IU Looking Forward To Purdue Matchup
4/5/2016 10:56:00 AM | Softball
BLOOMINGTON, Ind. - Put it behind you. Move on.
That was more or less the message head coach Michelle Gardner gave her softball team after being swept by Michigan last weekend. With a Tuesday doubleheader against rival Purdue in West Lafayette looming, the Hoosiers don't have much time to worry about the past weekend's losses to the No. 2 team in the country.
"My club's still really good," Gardner said. "They have to bounce back and bounce back quickly."
All told, the Wolverines have one of the premier offenses in the country, but still, IU can't allow runs as it did and expect to beat the premier teams in the Big Ten.
On the opposite end of that spectrum, Indiana could hang its hat on its own offensive production against Michigan. The Hoosiers continued a trend of hot hitting even while leaving 21 runners on base throughout the three-game series, which leaves hope that they could have even more production with timelier hitting.
"We scored runs on a team that doesn't give up a lot of runs," senior outfielder Shannon Cawley said. "There's definitely a lot of things we can build on and learn from going into the next few series."
The pressing challenge for now is Purdue (20-15, 2-4), who won two games against Iowa in a series win last weekend after beginning the Big Ten season being swept by No. 22 Minnesota. The Hoosiers (20-13, 3-3) swept the Hawkeyes in Bloomington last weekend.

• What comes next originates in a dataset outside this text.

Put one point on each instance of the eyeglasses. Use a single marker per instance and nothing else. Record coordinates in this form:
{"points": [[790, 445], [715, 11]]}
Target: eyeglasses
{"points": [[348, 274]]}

For Cawley, a fifth-year senior, Tuesday's games will mark the 13th and 14th times she's played against Indiana's rival from the north. The Hoosiers are 4-8 against the Boilermakers during her time in Bloomington and split last year's two-game series.
"I always love playing Purdue," she said. "It's always fun, an in-state rival. And they're a good team, so we're pretty psyched about that."
In Purdue, Indiana will see an opponent not unlike itself.
Indiana's two Big Ten teams hold similar records in the early stages of the Big Ten season and are fighting to stay in the upper-half of the conference standings. Though there's still 17 games left in the Big Ten season alone, IU won't want to be playing from behind, particularly after the opening sweep to start the year.
That's why Gardner stressed the urgency to move on Sunday afternoon in the minutes following the dropped series to Michigan. In the midst of a stretch of eight Big Ten games in 10 days, she doesn't want to waste any time.
"We need to have short-term memory and come out Tuesday and do what we can do," Gardner said. "We'll be okay."